Strategies
Introduction
A strategy is given as a parameter to the sparksneeze class. For example:
- sparksneeze(source_entity, target_entity, strategy=Strategy(args, kwargs)).run()
Create a sparksneeze instance with a specific strategy, and then run it.
- Parameters:
strategy (SnarpSneezeStrategy) – A strategy class instance
args – Positional arguments
kwargs – Key-word arguments
- Returns:
Strategy result
- Return type:
SparkSneezeResult
Automatic Metadata Enrichment
All strategies automatically add standardized metadata fields to every record. This ensures consistent tracking and auditing across all data operations.
Metadata Fields Added:
_META_valid_from(TimestampType) - Record validity start timestamp_META_valid_to(TimestampType) - Record validity end timestamp (2999-12-31 for active records)_META_active(BooleanType) - Active record indicator (True for all records except in Historize operations)_META_row_hash(StringType) - Hash of data columns (excludes metadata and key columns)_META_system_info(StringType) - JSON containing system metadata (strategy, version, timestamp, etc.)
Customizing Metadata:
from sparksneeze.metadata import MetadataConfig
from sparksneeze.strategy import DropCreate
# Custom metadata configuration
config = MetadataConfig(
prefix="_AUDIT", # Custom prefix instead of _META
hash_columns=["id", "name"] # Only hash specific columns
)
# Use with any strategy
strategy = DropCreate(metadata_config=config)
result = sparksneeze(df, "target_table", strategy).run()
Strategies
DropCreate
- class DropCreate(metadata_config=None)
Remove the target entity and create it anew based on the schema of the source entity. There are no parameters, no data or schema will be kept of the old target.
All records will have metadata fields added with
_META_active=True.- Parameters:
metadata_config (MetadataConfig) – Optional metadata configuration.
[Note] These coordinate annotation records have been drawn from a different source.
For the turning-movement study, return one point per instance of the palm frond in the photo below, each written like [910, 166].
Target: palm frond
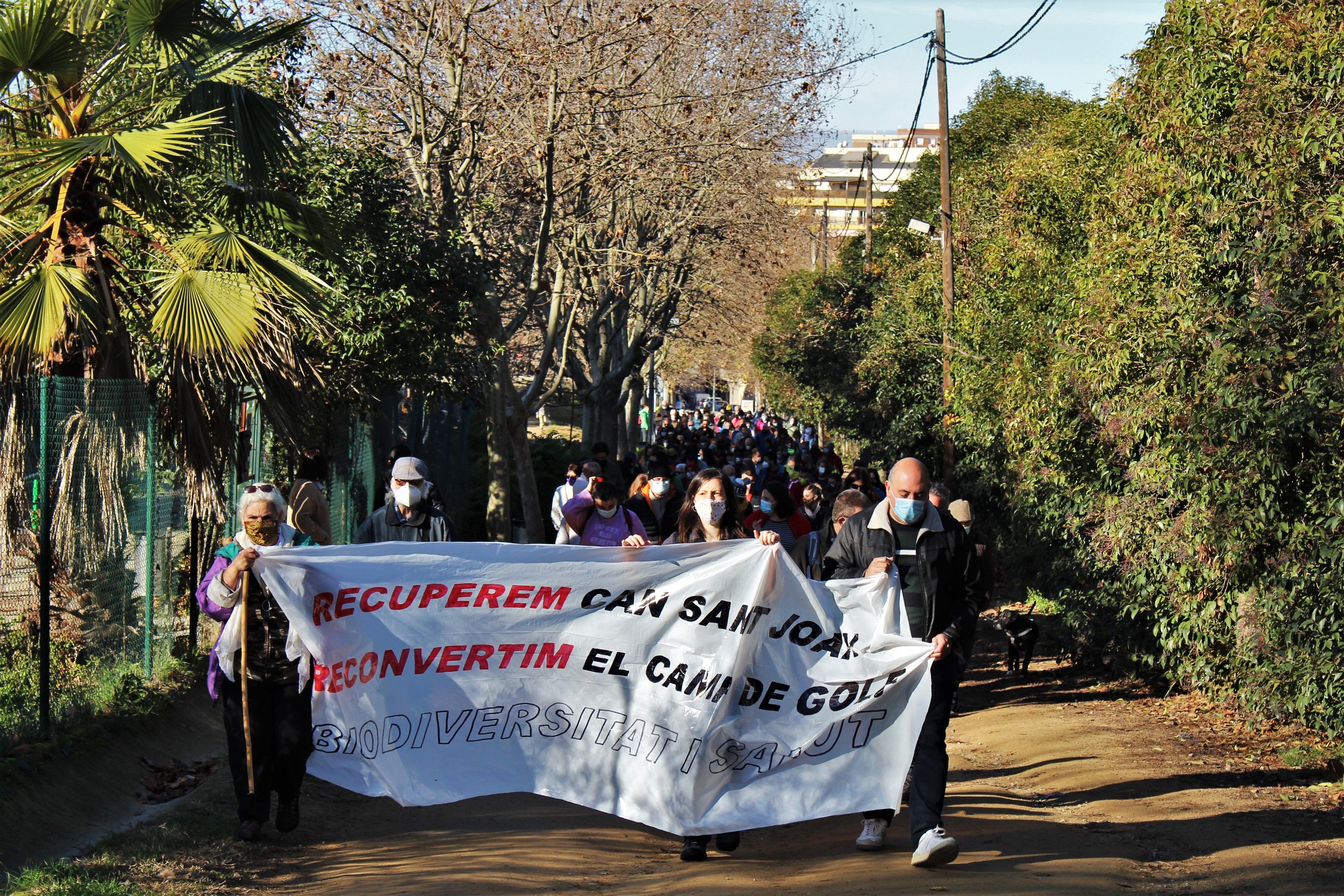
[175, 24]
[276, 206]
[144, 151]
[34, 39]
[265, 35]
[259, 135]
[206, 312]
[289, 287]
[34, 310]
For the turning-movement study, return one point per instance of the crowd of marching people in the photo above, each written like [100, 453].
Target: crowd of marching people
[699, 476]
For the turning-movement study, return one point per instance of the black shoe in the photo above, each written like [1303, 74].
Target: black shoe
[693, 848]
[287, 816]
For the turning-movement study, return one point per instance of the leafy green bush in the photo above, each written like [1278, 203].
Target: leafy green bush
[1148, 394]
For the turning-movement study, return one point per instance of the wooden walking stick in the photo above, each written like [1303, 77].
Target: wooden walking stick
[242, 676]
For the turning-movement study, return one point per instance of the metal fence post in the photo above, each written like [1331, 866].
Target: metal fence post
[150, 546]
[192, 577]
[45, 562]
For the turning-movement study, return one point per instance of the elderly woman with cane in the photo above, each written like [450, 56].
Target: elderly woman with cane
[261, 672]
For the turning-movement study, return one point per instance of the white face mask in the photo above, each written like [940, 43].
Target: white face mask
[406, 496]
[710, 511]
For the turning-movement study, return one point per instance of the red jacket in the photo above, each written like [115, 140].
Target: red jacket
[799, 523]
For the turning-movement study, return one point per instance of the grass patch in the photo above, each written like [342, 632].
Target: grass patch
[190, 851]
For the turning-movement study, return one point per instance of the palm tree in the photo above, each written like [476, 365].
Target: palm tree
[140, 142]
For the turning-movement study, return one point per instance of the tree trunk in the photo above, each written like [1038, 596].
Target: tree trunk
[527, 492]
[498, 526]
[632, 411]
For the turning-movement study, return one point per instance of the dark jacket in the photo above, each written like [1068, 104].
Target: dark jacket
[948, 566]
[425, 524]
[983, 543]
[656, 530]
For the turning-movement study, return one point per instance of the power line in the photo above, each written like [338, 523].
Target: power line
[1026, 29]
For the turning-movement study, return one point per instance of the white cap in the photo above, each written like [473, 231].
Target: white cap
[410, 468]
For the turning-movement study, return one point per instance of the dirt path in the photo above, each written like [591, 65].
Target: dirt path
[1058, 786]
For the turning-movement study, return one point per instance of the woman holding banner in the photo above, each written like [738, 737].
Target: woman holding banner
[710, 514]
[262, 677]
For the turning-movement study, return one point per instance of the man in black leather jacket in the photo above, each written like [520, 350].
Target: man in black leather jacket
[940, 582]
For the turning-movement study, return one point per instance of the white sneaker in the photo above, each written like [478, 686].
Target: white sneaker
[936, 848]
[874, 835]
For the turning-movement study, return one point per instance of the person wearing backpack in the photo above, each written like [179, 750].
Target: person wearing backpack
[597, 515]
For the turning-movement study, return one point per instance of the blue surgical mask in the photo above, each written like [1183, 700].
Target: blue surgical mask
[908, 509]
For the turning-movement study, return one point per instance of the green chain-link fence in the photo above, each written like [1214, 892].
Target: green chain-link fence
[99, 555]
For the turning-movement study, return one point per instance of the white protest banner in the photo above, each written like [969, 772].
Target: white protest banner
[695, 688]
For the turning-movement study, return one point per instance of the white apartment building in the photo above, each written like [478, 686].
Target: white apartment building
[832, 186]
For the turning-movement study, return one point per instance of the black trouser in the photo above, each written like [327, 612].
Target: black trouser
[282, 735]
[929, 770]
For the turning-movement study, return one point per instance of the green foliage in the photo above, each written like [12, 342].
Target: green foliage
[1147, 371]
[401, 313]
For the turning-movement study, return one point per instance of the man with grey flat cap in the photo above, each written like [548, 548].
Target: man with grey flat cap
[408, 516]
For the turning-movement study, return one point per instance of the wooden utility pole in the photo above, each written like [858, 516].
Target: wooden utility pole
[826, 241]
[867, 217]
[948, 296]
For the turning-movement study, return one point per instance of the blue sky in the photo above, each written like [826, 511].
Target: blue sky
[1080, 49]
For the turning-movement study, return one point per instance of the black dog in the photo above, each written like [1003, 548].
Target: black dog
[1022, 633]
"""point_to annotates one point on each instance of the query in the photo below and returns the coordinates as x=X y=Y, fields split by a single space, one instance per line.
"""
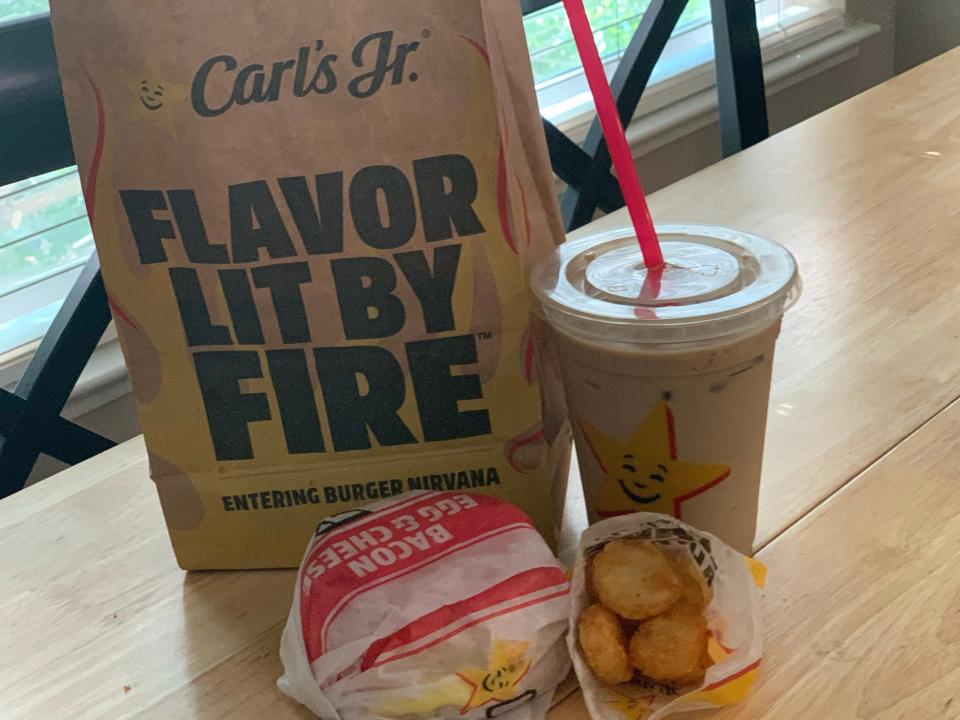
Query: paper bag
x=314 y=223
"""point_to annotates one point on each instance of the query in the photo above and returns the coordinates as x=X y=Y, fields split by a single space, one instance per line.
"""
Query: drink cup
x=667 y=374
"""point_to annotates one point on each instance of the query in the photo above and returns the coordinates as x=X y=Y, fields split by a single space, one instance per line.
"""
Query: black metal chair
x=740 y=90
x=34 y=139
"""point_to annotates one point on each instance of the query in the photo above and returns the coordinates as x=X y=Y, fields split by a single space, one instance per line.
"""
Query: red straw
x=613 y=132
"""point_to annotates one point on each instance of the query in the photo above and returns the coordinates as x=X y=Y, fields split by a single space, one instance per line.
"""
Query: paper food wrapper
x=733 y=621
x=314 y=221
x=428 y=605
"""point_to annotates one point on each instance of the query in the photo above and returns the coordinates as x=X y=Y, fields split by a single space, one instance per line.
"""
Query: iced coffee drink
x=667 y=374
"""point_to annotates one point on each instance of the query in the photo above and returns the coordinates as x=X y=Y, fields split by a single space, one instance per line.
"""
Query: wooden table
x=860 y=507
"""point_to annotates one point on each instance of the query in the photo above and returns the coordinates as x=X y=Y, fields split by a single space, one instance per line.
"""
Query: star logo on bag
x=644 y=473
x=507 y=667
x=154 y=99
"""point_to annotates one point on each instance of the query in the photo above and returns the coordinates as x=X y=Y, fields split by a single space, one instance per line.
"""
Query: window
x=561 y=87
x=45 y=237
x=10 y=9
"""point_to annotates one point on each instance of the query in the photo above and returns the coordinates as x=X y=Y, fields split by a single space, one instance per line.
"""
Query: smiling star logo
x=508 y=664
x=154 y=99
x=632 y=708
x=644 y=472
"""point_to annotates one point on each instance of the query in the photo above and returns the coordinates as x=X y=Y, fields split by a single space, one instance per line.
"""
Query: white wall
x=910 y=32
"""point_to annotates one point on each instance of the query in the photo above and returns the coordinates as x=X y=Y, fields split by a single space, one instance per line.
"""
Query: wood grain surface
x=862 y=602
x=867 y=196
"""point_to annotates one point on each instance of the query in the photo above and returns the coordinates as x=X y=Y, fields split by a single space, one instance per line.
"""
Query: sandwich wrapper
x=733 y=621
x=427 y=605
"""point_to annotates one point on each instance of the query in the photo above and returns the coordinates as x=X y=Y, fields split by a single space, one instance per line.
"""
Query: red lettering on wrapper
x=516 y=593
x=448 y=523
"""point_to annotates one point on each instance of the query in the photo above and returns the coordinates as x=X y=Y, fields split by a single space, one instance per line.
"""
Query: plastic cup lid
x=716 y=282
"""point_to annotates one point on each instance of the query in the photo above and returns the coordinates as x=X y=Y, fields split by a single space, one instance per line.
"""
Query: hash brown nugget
x=634 y=579
x=670 y=647
x=604 y=645
x=694 y=591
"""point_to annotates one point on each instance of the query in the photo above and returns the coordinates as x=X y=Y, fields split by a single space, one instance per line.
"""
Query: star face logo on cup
x=644 y=473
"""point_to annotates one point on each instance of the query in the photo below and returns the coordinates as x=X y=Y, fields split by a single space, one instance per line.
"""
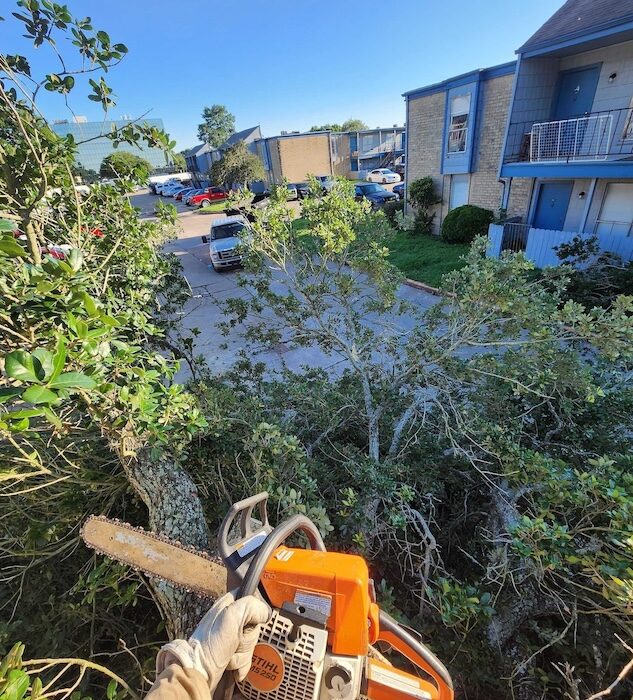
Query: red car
x=212 y=194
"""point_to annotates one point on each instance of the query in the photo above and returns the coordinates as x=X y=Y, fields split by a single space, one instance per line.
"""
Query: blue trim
x=559 y=44
x=470 y=148
x=406 y=157
x=568 y=170
x=444 y=133
x=460 y=162
x=464 y=79
x=509 y=116
x=559 y=80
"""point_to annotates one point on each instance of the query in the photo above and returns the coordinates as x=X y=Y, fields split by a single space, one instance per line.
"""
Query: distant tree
x=354 y=125
x=327 y=127
x=349 y=125
x=217 y=126
x=179 y=161
x=238 y=167
x=86 y=175
x=123 y=164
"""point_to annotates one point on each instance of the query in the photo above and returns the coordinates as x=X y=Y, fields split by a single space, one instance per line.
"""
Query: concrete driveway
x=210 y=289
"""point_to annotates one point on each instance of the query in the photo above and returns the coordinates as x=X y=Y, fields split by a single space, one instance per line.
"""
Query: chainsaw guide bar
x=156 y=555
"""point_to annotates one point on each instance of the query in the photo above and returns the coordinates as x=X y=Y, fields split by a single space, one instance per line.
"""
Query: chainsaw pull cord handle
x=408 y=644
x=297 y=523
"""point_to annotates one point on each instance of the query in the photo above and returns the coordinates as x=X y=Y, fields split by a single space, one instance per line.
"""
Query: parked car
x=327 y=182
x=383 y=175
x=224 y=239
x=376 y=194
x=161 y=187
x=188 y=197
x=399 y=190
x=303 y=189
x=207 y=197
x=170 y=190
x=179 y=195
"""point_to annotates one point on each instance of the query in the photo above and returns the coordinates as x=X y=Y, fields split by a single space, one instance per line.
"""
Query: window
x=616 y=215
x=627 y=133
x=458 y=125
x=459 y=191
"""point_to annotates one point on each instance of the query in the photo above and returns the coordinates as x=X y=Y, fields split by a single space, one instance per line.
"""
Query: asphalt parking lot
x=210 y=290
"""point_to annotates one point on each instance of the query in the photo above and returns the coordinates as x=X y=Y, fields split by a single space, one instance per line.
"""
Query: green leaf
x=20 y=365
x=111 y=690
x=46 y=360
x=24 y=413
x=75 y=259
x=59 y=359
x=17 y=684
x=90 y=305
x=73 y=380
x=52 y=417
x=11 y=248
x=7 y=393
x=39 y=394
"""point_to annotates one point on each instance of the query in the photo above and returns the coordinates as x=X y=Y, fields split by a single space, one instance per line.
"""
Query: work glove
x=223 y=640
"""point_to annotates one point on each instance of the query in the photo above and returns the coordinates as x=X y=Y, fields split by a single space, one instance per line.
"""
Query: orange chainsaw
x=319 y=641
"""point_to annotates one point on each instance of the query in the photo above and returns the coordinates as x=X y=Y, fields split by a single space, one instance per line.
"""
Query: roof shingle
x=580 y=17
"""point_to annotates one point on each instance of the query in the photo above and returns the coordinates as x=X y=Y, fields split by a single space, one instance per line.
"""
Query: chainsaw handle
x=413 y=649
x=297 y=523
x=244 y=509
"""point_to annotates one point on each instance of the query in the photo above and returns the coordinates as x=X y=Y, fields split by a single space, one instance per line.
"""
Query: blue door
x=551 y=206
x=576 y=90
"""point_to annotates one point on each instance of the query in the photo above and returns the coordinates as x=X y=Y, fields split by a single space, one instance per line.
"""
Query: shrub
x=423 y=196
x=596 y=278
x=391 y=208
x=463 y=224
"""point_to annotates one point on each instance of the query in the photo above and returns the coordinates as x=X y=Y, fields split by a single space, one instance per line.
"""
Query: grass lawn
x=213 y=209
x=425 y=258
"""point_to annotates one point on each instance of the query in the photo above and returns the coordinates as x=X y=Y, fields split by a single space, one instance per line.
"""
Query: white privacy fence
x=540 y=244
x=581 y=139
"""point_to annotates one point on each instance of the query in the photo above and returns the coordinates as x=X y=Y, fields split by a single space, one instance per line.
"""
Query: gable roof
x=577 y=18
x=246 y=135
x=463 y=79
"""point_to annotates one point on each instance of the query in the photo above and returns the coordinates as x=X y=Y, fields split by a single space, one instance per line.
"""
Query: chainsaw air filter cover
x=291 y=662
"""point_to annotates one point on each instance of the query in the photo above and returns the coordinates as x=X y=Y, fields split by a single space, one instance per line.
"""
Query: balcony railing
x=598 y=136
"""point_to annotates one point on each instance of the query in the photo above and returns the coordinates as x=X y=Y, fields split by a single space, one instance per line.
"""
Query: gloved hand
x=223 y=640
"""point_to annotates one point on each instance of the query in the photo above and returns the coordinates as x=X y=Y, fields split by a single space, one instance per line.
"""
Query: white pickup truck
x=224 y=239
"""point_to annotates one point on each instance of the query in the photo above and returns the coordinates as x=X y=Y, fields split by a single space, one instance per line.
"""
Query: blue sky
x=288 y=64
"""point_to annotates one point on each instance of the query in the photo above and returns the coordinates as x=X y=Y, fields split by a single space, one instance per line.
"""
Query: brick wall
x=301 y=156
x=494 y=102
x=425 y=134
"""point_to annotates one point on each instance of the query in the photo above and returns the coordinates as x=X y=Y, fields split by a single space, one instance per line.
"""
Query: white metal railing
x=584 y=138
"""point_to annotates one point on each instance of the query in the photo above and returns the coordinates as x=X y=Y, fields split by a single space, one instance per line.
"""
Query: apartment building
x=351 y=154
x=455 y=135
x=569 y=135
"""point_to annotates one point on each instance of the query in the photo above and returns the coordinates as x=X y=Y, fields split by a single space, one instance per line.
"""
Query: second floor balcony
x=595 y=137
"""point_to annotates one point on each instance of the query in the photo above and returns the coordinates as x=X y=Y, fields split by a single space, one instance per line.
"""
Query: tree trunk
x=174 y=510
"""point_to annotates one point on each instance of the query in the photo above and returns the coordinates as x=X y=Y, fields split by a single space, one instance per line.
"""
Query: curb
x=424 y=287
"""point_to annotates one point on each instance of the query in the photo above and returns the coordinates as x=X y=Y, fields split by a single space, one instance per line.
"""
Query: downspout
x=329 y=143
x=406 y=154
x=585 y=214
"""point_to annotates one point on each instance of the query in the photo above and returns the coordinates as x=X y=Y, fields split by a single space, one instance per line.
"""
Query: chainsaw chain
x=160 y=538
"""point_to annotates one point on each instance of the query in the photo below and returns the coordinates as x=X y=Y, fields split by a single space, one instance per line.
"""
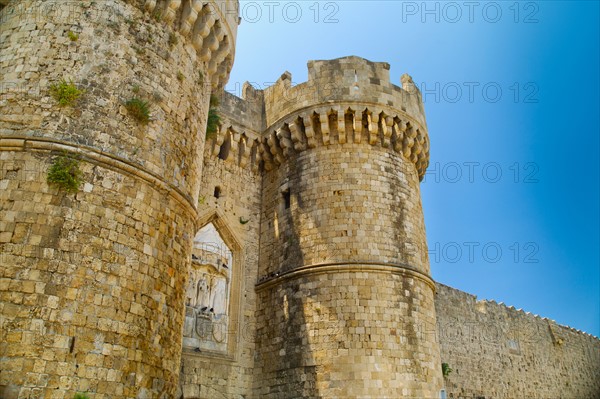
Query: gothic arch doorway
x=212 y=292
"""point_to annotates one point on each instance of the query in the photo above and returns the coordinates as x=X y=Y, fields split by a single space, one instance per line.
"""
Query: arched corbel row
x=235 y=145
x=198 y=21
x=339 y=125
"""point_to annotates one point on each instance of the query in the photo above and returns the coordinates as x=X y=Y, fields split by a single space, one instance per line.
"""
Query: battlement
x=343 y=80
x=346 y=100
x=210 y=26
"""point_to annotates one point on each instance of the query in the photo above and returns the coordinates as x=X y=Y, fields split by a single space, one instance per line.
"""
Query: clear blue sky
x=512 y=100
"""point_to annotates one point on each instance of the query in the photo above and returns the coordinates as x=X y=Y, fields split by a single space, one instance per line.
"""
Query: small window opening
x=287 y=199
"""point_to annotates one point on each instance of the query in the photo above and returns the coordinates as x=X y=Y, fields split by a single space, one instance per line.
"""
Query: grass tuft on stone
x=65 y=93
x=65 y=173
x=139 y=109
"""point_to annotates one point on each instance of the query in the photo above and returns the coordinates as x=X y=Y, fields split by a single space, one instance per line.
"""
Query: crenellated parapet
x=239 y=137
x=347 y=123
x=209 y=25
x=347 y=100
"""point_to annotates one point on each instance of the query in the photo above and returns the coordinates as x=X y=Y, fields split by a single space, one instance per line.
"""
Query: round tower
x=345 y=294
x=113 y=94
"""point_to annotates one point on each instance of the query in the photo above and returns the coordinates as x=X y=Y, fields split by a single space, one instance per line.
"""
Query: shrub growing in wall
x=65 y=174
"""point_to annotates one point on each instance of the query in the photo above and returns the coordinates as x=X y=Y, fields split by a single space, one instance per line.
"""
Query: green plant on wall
x=446 y=370
x=65 y=93
x=213 y=120
x=65 y=174
x=139 y=109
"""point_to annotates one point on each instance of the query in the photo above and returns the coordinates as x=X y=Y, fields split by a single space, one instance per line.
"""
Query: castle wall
x=91 y=284
x=345 y=307
x=229 y=374
x=500 y=352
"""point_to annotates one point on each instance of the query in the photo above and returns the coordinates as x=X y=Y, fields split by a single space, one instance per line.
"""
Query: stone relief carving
x=207 y=293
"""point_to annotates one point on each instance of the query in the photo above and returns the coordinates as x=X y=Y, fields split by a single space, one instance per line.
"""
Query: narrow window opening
x=287 y=199
x=225 y=148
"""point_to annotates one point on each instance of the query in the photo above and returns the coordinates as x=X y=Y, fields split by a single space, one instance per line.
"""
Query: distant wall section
x=500 y=352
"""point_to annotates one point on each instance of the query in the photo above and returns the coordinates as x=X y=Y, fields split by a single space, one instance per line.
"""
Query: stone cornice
x=107 y=160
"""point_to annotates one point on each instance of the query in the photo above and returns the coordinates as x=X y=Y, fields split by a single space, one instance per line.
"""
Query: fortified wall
x=282 y=256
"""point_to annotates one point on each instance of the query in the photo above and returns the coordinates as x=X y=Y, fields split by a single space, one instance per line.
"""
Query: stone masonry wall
x=500 y=352
x=344 y=300
x=91 y=284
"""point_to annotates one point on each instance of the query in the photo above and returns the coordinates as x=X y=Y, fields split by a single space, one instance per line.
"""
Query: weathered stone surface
x=92 y=297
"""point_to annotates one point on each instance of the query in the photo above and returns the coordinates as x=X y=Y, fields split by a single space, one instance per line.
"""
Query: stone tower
x=91 y=284
x=345 y=298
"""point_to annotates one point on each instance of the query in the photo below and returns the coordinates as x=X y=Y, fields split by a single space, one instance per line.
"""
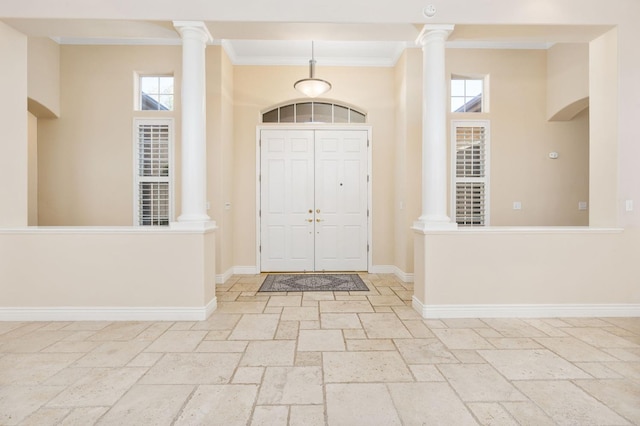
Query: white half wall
x=106 y=273
x=527 y=272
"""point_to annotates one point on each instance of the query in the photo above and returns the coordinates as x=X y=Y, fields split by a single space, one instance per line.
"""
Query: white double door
x=313 y=200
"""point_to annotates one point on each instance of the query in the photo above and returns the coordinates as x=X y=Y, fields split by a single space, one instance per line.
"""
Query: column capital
x=193 y=28
x=432 y=32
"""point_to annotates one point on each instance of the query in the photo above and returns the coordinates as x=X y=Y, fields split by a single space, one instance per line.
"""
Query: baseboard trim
x=222 y=278
x=526 y=310
x=109 y=314
x=245 y=270
x=236 y=270
x=392 y=269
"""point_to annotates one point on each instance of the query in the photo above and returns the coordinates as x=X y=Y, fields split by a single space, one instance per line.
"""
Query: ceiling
x=270 y=43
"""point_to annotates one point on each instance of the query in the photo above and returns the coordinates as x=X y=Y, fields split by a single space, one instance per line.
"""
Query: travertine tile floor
x=360 y=358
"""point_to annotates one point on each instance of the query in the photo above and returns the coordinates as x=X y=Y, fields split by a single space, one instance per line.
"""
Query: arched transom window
x=314 y=112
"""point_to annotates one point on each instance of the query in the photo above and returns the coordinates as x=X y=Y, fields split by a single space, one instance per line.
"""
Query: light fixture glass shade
x=312 y=87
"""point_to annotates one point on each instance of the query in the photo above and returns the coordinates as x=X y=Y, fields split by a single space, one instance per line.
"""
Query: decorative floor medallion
x=313 y=282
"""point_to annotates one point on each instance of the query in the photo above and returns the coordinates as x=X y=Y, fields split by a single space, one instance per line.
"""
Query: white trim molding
x=526 y=310
x=109 y=314
x=405 y=277
x=236 y=270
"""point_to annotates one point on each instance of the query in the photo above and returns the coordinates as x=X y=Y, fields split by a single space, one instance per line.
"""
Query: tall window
x=471 y=179
x=156 y=93
x=153 y=188
x=466 y=94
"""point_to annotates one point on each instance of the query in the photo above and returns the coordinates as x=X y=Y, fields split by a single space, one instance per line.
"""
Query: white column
x=194 y=167
x=434 y=129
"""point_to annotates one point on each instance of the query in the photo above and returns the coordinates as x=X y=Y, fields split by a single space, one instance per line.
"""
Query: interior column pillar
x=435 y=197
x=195 y=36
x=434 y=129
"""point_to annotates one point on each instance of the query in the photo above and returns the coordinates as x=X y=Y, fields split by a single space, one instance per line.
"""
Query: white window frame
x=487 y=168
x=138 y=92
x=484 y=108
x=137 y=179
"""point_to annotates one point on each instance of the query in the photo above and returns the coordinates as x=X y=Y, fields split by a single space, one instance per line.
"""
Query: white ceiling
x=256 y=43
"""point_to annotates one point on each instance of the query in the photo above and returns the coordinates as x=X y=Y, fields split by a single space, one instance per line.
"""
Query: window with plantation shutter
x=153 y=188
x=471 y=172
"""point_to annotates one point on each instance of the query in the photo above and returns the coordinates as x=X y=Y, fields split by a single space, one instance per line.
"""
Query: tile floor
x=364 y=358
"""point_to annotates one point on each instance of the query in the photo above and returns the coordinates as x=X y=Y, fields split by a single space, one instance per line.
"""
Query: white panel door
x=287 y=200
x=341 y=230
x=313 y=200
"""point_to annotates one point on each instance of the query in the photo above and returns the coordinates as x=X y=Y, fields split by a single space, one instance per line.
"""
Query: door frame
x=337 y=127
Uses default if None.
- Returns:
SparkSneezeResult
- Return type:
Example
Randy takes over as the new park supervisor and needs to replace the old resident roster with a fresh start.
Source (New Resident Data):
name |
age |
occupation |
location |
|---|---|---|---|
Ricky |
31 |
Convenience Store |
Trailer Park |
Julian |
34 |
Bar Owner |
Trailer Park |
Bubbles |
33 |
Cat Caretaker |
Shed |
Existing Target (Old Registry):
name |
age |
job_title |
|---|---|---|
Randy |
36 |
Supervisor |
Mr Lahey |
54 |
Manager |
Result (Completely New Registry):
name |
age |
occupation |
location |
_META_valid_from |
_META_valid_to |
_META_active |
_META_row_hash |
_META_system_info |
|---|---|---|---|---|---|---|---|---|
Ricky |
31 |
Convenience Store |
Trailer Park |
2024-03-01 00:00:00 |
2999-12-31 23:59:59 |
true |
[hash] |
{“strategy”:”DropCreate”} |
Julian |
34 |
Bar Owner |
Trailer Park |
2024-03-01 00:00:00 |
2999-12-31 23:59:59 |
true |
[hash] |
{“strategy”:”DropCreate”} |
Bubbles |
33 |
Cat Caretaker |
Shed |
2024-03-01 00:00:00 |
2999-12-31 23:59:59 |
true |
[hash] |
{“strategy”:”DropCreate”} |
The old registry was completely wiped and replaced with the new resident data.
Truncate
- class Truncate(auto_expand=True, auto_shrink=False, metadata_config=None)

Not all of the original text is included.